1,841 workers killed in 12 yrs
Building collapses, factory fires, and other incidents in RMG sector claimed 1,512 workers' lives between 2005 and 2013 while 1,691 were killed between 1990 and 2013
AT least 1,841 workers have been killed in different types of accidents including building collapse and fire in the readymade garment industry in the last 12 years, according to Bangladesh Institute of Labour Studies (Bils).
More than 9,595 garment workers have been injured in the incidents, many of whom have lost their ability to work. Many of the injured and their families did not get compensation.
At least 1,135 workers were killed and 2,500 others injured in the Rana Plaza collapse on April 24 last year at Savar.
The worst disaster in the history of the garment industry happened just a few months after the Tazreen Fashions fire which claimed over a hundred lives.
A big number of garment factory buildings are structurally unsafe as they are illegally converted into factories that operate day and night to meet production targets.
Poor compliances, sub-standard working environment, sub-contracting business style and lower prices offered by the international retailers are the other reasons for the frequent deadly incidents.
Labour leaders blame the accident on lack of good will on the part of Bangladesh Garment Manufacturers and Exporters Association (BGMEA).
Syed Sultan Uddin Ahmed, assistant executive director of the Bils said, "The BGMEA forms committees after every accident at any garment factory just to save their people instead of punishing the responsible garment owners."
For example, he said, Delwar Hossain, managing director of Tazreen Fashions Ltd, was allowed to hold a press conference at the BGMEA office just three days after the deadly fire that killed 112 workers and injured many others.
"But after the Rana Plaza collapse, they have been the sufferers," he said adding, "The owners have been bound to accept many things under pressure from the buyers."
"There are some genuine businessmen in the garment industry who had some realisations after the tragedy and are trying to make their factories compliant," said Sultan Uddin.
After every deadly incident, the international communities reacted sharply. In some cases, the retailers scrapped purchasing agreements with the factory or cancelled the orders.
After the Tazreen incident, the US threatened to cancel GSP, a duty-waiver facility for some selected items from the LDCs to the US market.
The United States finally scrapped the Generalised System of Preferences (GSP) following the Rana Plaza building collapse, citing Bangladesh's failure in ensuring internationally-recognised worker rights.

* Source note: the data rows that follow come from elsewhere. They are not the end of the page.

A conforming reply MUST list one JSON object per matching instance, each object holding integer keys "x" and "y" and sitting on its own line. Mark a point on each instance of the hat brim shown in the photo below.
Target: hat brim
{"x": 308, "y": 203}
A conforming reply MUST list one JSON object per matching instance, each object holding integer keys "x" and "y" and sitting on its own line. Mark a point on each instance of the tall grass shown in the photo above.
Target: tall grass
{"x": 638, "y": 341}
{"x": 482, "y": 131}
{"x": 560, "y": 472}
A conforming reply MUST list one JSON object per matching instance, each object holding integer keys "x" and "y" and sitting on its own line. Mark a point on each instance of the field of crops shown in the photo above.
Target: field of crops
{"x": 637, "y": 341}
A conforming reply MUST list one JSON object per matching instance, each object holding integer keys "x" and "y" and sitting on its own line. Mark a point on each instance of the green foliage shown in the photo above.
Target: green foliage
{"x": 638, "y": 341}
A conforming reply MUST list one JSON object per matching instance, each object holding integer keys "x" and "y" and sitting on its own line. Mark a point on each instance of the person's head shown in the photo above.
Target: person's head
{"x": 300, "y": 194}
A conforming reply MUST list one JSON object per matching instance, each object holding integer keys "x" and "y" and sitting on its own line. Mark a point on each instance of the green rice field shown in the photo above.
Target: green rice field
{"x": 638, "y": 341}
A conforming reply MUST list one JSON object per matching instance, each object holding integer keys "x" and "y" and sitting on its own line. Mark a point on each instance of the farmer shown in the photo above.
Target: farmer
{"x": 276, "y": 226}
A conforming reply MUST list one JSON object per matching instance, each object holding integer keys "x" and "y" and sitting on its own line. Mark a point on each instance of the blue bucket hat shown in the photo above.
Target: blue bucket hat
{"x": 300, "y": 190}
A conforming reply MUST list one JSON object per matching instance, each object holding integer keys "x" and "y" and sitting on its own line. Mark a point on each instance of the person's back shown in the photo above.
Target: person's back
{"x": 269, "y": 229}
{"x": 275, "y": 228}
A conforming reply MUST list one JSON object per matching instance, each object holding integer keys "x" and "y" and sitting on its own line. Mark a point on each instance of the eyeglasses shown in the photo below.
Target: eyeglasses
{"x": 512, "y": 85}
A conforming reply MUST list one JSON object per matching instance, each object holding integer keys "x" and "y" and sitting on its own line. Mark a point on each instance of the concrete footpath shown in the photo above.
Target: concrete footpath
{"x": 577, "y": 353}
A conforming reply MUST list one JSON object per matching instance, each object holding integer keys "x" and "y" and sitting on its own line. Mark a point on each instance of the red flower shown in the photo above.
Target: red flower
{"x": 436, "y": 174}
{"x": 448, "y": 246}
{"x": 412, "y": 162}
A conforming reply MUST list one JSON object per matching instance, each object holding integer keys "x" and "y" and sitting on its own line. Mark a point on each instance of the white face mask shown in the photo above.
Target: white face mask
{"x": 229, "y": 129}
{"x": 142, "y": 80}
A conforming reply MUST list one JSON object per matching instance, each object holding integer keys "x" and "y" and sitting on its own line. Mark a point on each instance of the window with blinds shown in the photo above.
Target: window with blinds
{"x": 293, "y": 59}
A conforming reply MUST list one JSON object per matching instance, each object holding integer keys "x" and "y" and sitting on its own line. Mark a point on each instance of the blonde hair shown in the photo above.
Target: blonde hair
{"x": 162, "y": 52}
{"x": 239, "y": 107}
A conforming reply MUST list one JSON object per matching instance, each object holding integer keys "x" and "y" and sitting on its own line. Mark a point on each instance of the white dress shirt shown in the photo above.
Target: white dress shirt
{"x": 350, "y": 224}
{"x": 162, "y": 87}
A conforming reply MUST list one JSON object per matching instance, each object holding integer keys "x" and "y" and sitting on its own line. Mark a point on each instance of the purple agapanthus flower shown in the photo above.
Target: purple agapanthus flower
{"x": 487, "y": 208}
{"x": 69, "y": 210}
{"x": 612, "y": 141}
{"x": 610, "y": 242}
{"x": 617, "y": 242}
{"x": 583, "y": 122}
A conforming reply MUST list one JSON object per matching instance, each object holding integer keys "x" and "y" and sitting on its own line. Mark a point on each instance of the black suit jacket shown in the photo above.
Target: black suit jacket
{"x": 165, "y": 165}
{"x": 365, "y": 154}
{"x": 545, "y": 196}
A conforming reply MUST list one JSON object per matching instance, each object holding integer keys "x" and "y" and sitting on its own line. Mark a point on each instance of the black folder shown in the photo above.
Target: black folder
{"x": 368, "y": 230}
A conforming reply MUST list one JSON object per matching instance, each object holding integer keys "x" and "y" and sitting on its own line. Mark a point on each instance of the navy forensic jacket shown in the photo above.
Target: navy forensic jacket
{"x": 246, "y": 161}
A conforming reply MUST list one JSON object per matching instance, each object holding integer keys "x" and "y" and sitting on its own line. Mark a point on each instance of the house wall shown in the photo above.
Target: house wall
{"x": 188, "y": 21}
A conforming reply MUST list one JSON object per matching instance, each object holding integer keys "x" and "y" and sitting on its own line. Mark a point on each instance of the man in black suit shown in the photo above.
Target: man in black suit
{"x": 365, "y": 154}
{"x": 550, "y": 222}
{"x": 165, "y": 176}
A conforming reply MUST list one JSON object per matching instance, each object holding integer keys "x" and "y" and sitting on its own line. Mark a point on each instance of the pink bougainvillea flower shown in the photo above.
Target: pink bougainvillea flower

The Bils data shows that building collapses, factory fires, and other incidents in the country’s largest earning sector claimed the lives of 1512 workers between 2005 and 2013 while 1691 workers were killed between 1990 and 2013.
A Bils official said the data has been prepared based on news reports published in 14 national dailies.
The Spectrum Sweater Industries Ltd, located at Savar about 30 kilometres northwest of Dhaka, collapsed on April 11, 2005 after additional floors, that had been illegally built, gave way. The collapse killed 64 people and injured another 80.
Less than a year later, a five-storey building housing Phoenix Garments in Tejgaon collapsed on February 25, 2006, killing more than 21 workers.
The year 2006 saw another deadly incident outside the capital. More than 65 workers were killed in a fire at KTS Composite Textile Mills in the port city of Chittagong.
Other incidents in the garment industry which made headlines globally include death of eight workers in a fire at Smart Export Garments in the capital in January 2013, death of 21 workers in a fire at Garib and Garib Garments in February 2010 and death of 20 workers in a fire at Narayanganj Sun Knitting in 2005.
There are over 5,000 readymade garment factories in the country in total.
Around 4,000 of them are members of the Bangladesh Garment Manufacturers and Exporters Association (BGMEA) that make clothes for international brands and employ about 3.5 million workers.
Bangladesh earns about $22 billion a year from garment export, accounting for over 80 percent of its annual export earnings.